Habered – Nasionalisme Kristen di Amerika Serikat telah menjadi perbincangan hangat, dipandang sebagai ancaman besar bagi demokrasi oleh sebagian pihak. Sementara yang lain menganggapnya sebagai penyelamat bangsa. Eric McDaniel, seorang ilmuwan politik, mendefinisikan nasionalisme Kristen sebagai keyakinan bahwa Amerika didirikan sebagai negara Kristen, di mana pemerintahan dan misi negara diarahkan oleh kehendak ilahi. Pandangan ini mendatangkan dukungan sekaligus kekhawatiran.
Banyak cendekiawan menghubungkan nasionalisme Kristen dengan keinginan untuk mengecualikan kelompok non-Kristen dan minoritas ras dari masyarakat Amerika.

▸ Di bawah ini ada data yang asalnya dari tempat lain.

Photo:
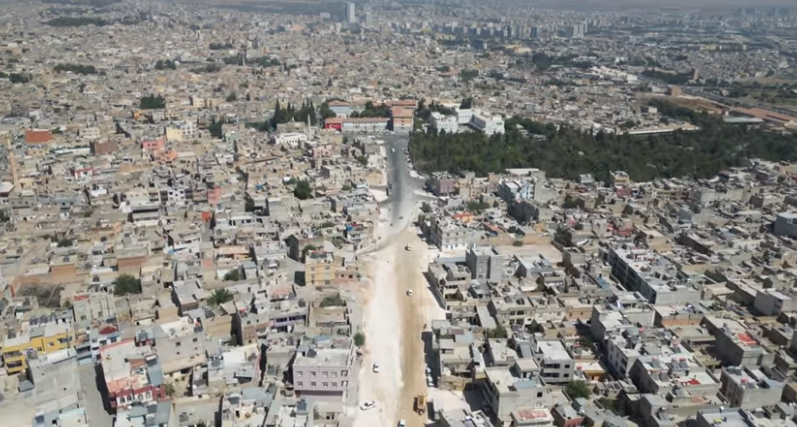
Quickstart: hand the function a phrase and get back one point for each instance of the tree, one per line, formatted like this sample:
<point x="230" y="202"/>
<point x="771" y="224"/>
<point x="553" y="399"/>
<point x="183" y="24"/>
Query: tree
<point x="359" y="339"/>
<point x="232" y="276"/>
<point x="220" y="296"/>
<point x="169" y="389"/>
<point x="578" y="388"/>
<point x="126" y="284"/>
<point x="498" y="332"/>
<point x="152" y="102"/>
<point x="302" y="191"/>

Sejarah menunjukkan adanya hubungan erat antara nasionalisme Kristen dan rasisme di kalangan warga kulit putih. Namun, nasionalisme Kristen tidak terbatas pada kelompok ini. Data menunjukkan bahwa hampir 40% Protestan kulit hitam dan 55% Protestan Hispanik setuju bahwa menjadi Kristen adalah bagian penting dari identitas warga Amerika. Bahkan, lebih dari sepertiga Muslim di Amerika percaya bahwa pemerintah harus mempromosikan nilai-nilai moral Kristen tanpa menjadikannya agama resmi negara.
Baca Juga : Uskup Mariann Budde Serukan Belas Kasih dan Persatuan di Tengah Kontroversi Politik
Pendukung nasionalisme Kristen berpendapat bahwa kesetiaan kepada Tuhan dan warisan Kristen negara adalah kunci masa depan Amerika. Mereka melihat pengaruh Kristen dalam pemerintahan, pendidikan, dan perawatan kesehatan sebagai elemen penting dalam menjaga stabilitas sosial. Sebaliknya, kritik terhadap nasionalisme Kristen muncul karena pandangan bahwa gagasan ini memprioritaskan orang Amerika Kristen kulit putih dan mengancam prinsip kesetaraan.

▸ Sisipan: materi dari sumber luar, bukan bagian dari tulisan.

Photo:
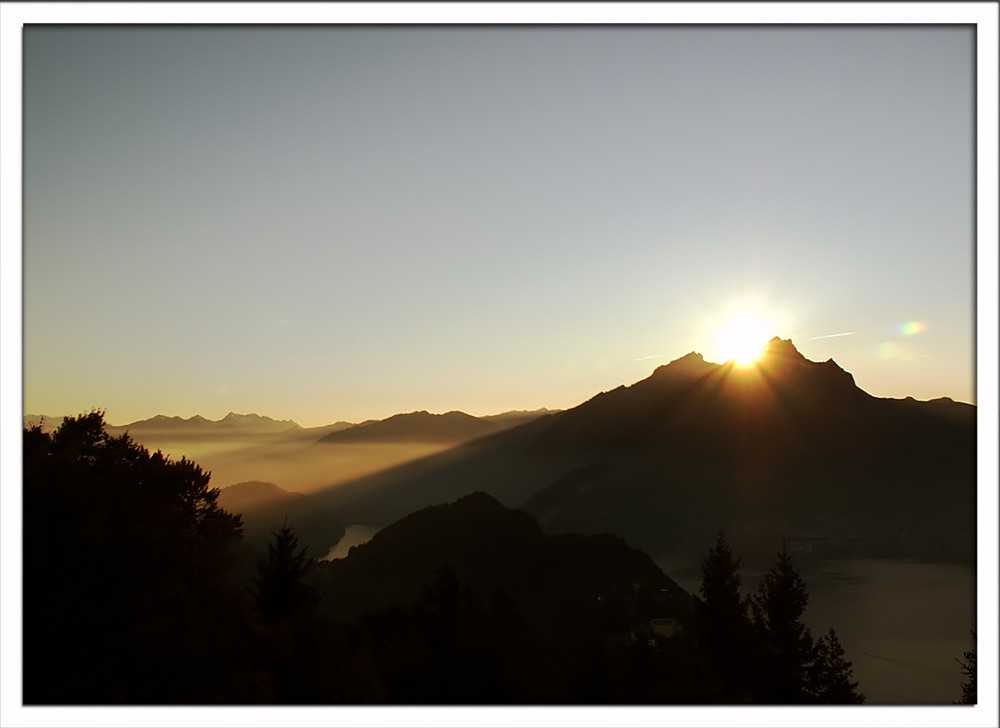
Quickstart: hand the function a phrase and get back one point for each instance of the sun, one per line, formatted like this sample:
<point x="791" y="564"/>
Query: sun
<point x="742" y="339"/>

Selain faktor ras, agama, dan sejarah, penelitian terbaru menunjukkan bahwa nilai-nilai moral memiliki peran penting dalam membentuk sikap terhadap nasionalisme Kristen. Teori landasan moral, yang menjadi panduan penelitian ini, mengidentifikasi enam intuisi moral utama: kepedulian, keadilan, kesetiaan, penghormatan terhadap otoritas, kesucian, dan kebebasan individu. Penelitian menemukan bahwa kaum liberal cenderung lebih mendukung landasan kepedulian dan keadilan, sementara kaum konservatif menunjukkan keseimbangan pada keenam landasan tersebut.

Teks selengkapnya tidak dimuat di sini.